Shumpert earned the spot of sixth man in his sophomore year, and led the team in 3-point percentage with a 42.9 percent clip. He also made four starts, and averaged 10.4 points per game.

In his junior season, Shumpert became a full-time starter and blossomed as one of the most prolific scorers in the Big East. He averaged 19.5 points that season, and was named the Big East's Most Improved Player, and was also a first-team All Big East selection.

In the early part of his senior season, Shumpert fulfilled expectations, as Syracuse jumped up to a 14–2 record and a No. 10 overall ranking. Shumpert led the way, scoring 30 or more points on seven occasions, including a career high 37 against Albany.
Shumpert finished with career averages of 14.2 points and 4.4 rebounds per game.

==Professional career==
Undrafted by the NBA, Shumpert decided to go play overseas, first starting in France for the 2002–03 season, signed by Besançon BCD, in the French Pro-B. Following his stint in France, Shumpert has bounced around in the Italian professional leagues, including stints with Agricola Gloria M.T. (Serie A2, 2003–04), Villaggio Solidago Livorno (04–05), where he played in 2005 the Italian All Star Game, and Armani Jeans Milano (05–06).

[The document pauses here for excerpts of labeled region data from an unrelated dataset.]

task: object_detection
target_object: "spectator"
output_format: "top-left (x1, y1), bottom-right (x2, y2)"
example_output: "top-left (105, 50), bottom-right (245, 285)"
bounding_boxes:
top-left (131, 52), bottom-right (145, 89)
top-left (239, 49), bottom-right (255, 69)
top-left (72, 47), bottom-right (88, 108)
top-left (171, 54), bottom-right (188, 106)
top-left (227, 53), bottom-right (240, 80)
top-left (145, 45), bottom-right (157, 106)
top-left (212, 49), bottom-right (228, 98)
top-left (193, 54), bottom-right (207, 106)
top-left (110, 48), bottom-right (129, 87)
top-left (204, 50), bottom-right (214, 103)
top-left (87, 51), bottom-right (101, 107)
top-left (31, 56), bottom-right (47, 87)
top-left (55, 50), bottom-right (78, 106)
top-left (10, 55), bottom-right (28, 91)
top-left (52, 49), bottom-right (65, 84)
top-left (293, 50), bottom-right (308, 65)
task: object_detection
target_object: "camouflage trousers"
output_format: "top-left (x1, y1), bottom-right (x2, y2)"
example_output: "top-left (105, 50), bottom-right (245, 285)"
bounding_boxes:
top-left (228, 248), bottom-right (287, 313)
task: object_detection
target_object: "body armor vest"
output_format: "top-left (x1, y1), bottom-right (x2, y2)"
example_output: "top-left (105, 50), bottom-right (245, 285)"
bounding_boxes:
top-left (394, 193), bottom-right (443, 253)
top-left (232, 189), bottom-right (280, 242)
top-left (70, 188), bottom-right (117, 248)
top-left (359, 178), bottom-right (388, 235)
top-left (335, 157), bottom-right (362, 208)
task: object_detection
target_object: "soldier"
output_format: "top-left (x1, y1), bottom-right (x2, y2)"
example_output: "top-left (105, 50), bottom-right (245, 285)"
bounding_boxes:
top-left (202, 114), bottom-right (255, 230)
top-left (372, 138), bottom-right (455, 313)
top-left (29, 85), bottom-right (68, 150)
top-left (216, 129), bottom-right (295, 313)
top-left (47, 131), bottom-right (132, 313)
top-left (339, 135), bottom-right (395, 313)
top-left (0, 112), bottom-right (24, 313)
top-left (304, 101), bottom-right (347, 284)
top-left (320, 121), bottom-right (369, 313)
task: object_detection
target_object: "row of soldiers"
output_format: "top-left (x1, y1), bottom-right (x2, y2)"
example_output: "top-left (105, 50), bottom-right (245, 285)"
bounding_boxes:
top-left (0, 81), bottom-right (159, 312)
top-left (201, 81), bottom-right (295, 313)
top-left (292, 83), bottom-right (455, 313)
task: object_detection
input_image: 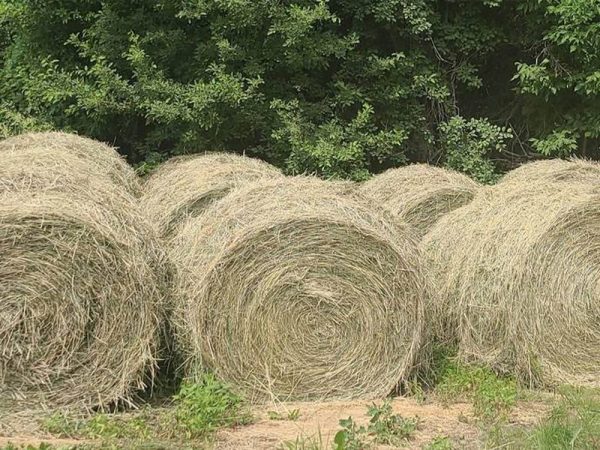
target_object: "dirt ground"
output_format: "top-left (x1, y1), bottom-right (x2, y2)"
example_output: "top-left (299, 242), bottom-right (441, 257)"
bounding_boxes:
top-left (0, 398), bottom-right (548, 450)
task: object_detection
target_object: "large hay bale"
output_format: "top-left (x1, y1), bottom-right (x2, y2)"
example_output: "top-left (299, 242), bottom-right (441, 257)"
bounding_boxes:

He started the 2006–07 season with Climamio Bologna, before transferring in December to Benetton Treviso, starting 22 games and averaging 13.6 points, while helping them to the national cup. Shumpert came to Turkey to play for Beşiktaş Cola Turka in the 2007–08 season. After a very productive season in both Turkish league and ULEB Cup, he decided to follow coach Ergin Ataman and join Efes Pilsen. In August 2010 he signed with Galatasaray.